Brussels Archbishop André-Joseph Léonard has criticised efforts in Belgium to extend the euthanasia law to include minors afflicted with incurable disease or suffering and judged capable of discernment.
Léonard, head of the Belgian bishops' conference, said euthanasia undermined social solidarity and encouraged public opinion to think even questions of life and death were only personal decisions.
"This argument is certainly in step with today's culture," he told the Italian Catholic news agency SIR, talking of a "hidden and insidious influence" that made old people feel they should choose death rather than bother others to care for them.
"Belgian law does not allow minors to sign business contracts, to marry or sign documents with binding requirements in the future, but with this law, if passed, they will be able to decide to die even without the consent of their parents," he added.

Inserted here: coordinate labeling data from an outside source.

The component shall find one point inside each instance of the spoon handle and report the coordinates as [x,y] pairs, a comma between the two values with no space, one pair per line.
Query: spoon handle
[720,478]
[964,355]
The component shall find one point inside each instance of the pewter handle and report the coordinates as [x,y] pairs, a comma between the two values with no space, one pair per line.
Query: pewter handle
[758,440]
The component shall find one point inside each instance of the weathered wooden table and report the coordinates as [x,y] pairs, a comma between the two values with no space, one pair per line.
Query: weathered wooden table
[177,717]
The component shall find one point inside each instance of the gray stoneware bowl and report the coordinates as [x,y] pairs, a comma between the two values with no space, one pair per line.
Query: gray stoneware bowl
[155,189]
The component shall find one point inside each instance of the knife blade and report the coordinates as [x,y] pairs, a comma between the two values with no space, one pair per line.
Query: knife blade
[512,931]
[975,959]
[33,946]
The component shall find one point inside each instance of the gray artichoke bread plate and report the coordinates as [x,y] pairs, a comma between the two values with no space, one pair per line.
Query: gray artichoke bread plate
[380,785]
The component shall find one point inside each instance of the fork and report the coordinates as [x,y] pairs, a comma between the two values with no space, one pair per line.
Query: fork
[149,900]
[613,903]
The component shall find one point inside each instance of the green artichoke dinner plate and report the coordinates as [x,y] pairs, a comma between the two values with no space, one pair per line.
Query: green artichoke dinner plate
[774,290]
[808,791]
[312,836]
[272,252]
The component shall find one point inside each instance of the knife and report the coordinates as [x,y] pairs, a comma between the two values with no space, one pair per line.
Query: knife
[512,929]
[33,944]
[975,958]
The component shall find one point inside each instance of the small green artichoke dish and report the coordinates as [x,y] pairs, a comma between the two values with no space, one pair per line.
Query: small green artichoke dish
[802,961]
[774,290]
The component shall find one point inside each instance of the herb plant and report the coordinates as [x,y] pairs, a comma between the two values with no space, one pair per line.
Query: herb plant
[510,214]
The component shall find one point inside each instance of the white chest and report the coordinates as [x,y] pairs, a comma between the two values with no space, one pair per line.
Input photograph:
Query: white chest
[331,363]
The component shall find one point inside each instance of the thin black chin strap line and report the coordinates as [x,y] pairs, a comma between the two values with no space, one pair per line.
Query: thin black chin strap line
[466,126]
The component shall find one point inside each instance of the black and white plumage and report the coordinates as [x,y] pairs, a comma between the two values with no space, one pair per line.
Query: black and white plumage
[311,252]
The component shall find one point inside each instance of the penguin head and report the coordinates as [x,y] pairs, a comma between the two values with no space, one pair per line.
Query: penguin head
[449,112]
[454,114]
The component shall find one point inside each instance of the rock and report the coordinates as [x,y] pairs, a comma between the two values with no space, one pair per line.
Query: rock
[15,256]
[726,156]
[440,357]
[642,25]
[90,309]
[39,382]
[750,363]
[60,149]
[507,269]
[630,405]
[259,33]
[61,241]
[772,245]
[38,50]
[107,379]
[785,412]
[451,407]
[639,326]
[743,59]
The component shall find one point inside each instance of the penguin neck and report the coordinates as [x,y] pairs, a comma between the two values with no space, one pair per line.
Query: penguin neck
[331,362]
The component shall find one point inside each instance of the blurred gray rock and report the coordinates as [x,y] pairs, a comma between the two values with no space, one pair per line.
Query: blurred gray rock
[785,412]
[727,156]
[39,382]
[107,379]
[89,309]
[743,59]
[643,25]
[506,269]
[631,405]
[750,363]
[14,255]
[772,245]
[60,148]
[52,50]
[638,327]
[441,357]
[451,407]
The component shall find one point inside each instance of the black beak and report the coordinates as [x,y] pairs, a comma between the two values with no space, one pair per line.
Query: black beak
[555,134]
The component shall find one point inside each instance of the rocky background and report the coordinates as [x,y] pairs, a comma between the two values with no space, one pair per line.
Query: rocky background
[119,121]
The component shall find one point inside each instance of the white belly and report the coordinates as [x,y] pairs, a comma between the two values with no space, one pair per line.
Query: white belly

Archbishop Léonard spoke as debate over euthanasia, which Belgium legalised in 2002, revived after a 44-year-old transsexual was helped to die because he suffered "unbearable psychological distress" over what he considered his failed sex-change operation.
Belgium reported 1,432 cases of euthanasia last year, or 2 per cent of all deaths. Its parliament barely defeated a bill to extend the law to minors and dementia sufferers last June but supporters of the plan aim to present it again in coming months.
The daily La Libre Belgique reported this month that 75 per cent of Belgians favoured extending the law.